Alors, si on s’intéresse aux conditions d’exercice du travail, comment l’entreprise se saisit (ou pas) de ces questions ? Une publication très éclairante du CEREQ « Normes environnementales : quels effets sur le travail et la formation ? » donne des indications sur la complexité du sujet. « Ecolabel, HQE, ISO… derrière ces termes techniques se cachent l’ensemble des démarches, labels ou certifications visant à inciter les entreprises à produire sans détruire l’environnement. » …. « Les préoccupations environnementales des entreprises apparaissent dans les travaux de prospective déployés par les branches professionnelles en concertation avec l’État, et devenus une obligation légale, ou encore dans les démarches RSE ». Dans l’étude, on note qu’environ un salarié sur 10 a vu son activité modifiée en 2019 ; et que les entreprises plus formatrices sont plus ouvertes aux normes environnementales. Sans aller plus loin, on perçoit un mouvement important mais encore multiforme, hétérogène et sans doute peu lisible pour le public en interrogation sur son évolution professionnelle.

  1. Quels impacts sur les parcours professionnels et les carrières ?

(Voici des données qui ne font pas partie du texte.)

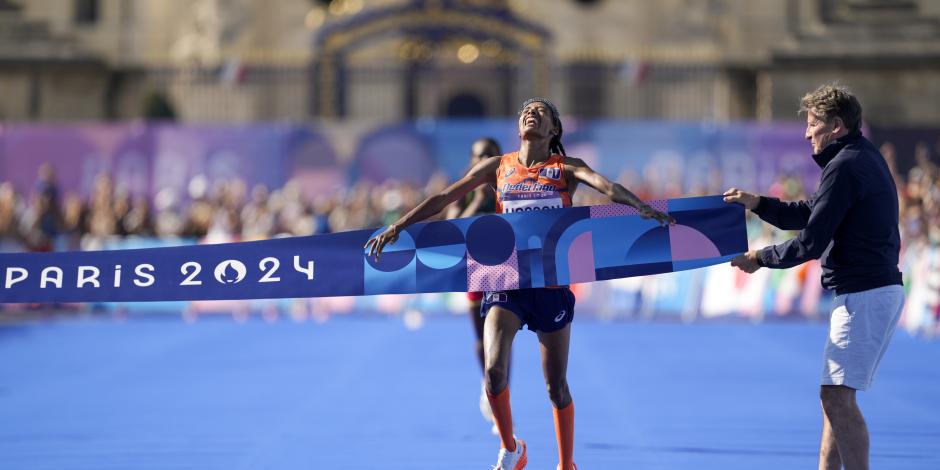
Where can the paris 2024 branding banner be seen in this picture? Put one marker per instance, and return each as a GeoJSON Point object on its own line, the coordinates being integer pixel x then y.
{"type": "Point", "coordinates": [484, 253]}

Au moment où je termine cet article, le comité de pilotage ministériel sur l’adaptation au changement climatique travaille sur des scénarios de référence, dont l’un pessimiste se traduirait par un réchauffement de 4 °en 2100. Cela fait écho à l’article de Peter Plant qui écrit en 2005 : « Ce que les gens font de leur vie professionnelle compte maintenant peut-être plus que jamais : produisent-ils des armes à feu ou des pompes à eau pour l’irrigation ? La nécessité́ de suivre cette direction est globalement évidente : pollution, surconsommation dans certaines régions et manque de denrées essentielles dans d’autres, pression due à la raréfaction de l’accès à l’eau, pêche excessive, réchauffement global, trous dans la couche d’ozone – la liste est sans fin. ». On voit aussi la complexité du sujet : les impacts sur l’environnement peuvent renvoyer à plusieurs facteurs : ce qu’on produit (un bien ? un service ?) ; Pour qui ?  Comment on le produit ? Dans quel contexte ? Avec quelles finalités ? …les questions sont vertigineuses mais ont toutes un dénominateur commun : quels impacts en termes de justice sociale et d’impact climatique ?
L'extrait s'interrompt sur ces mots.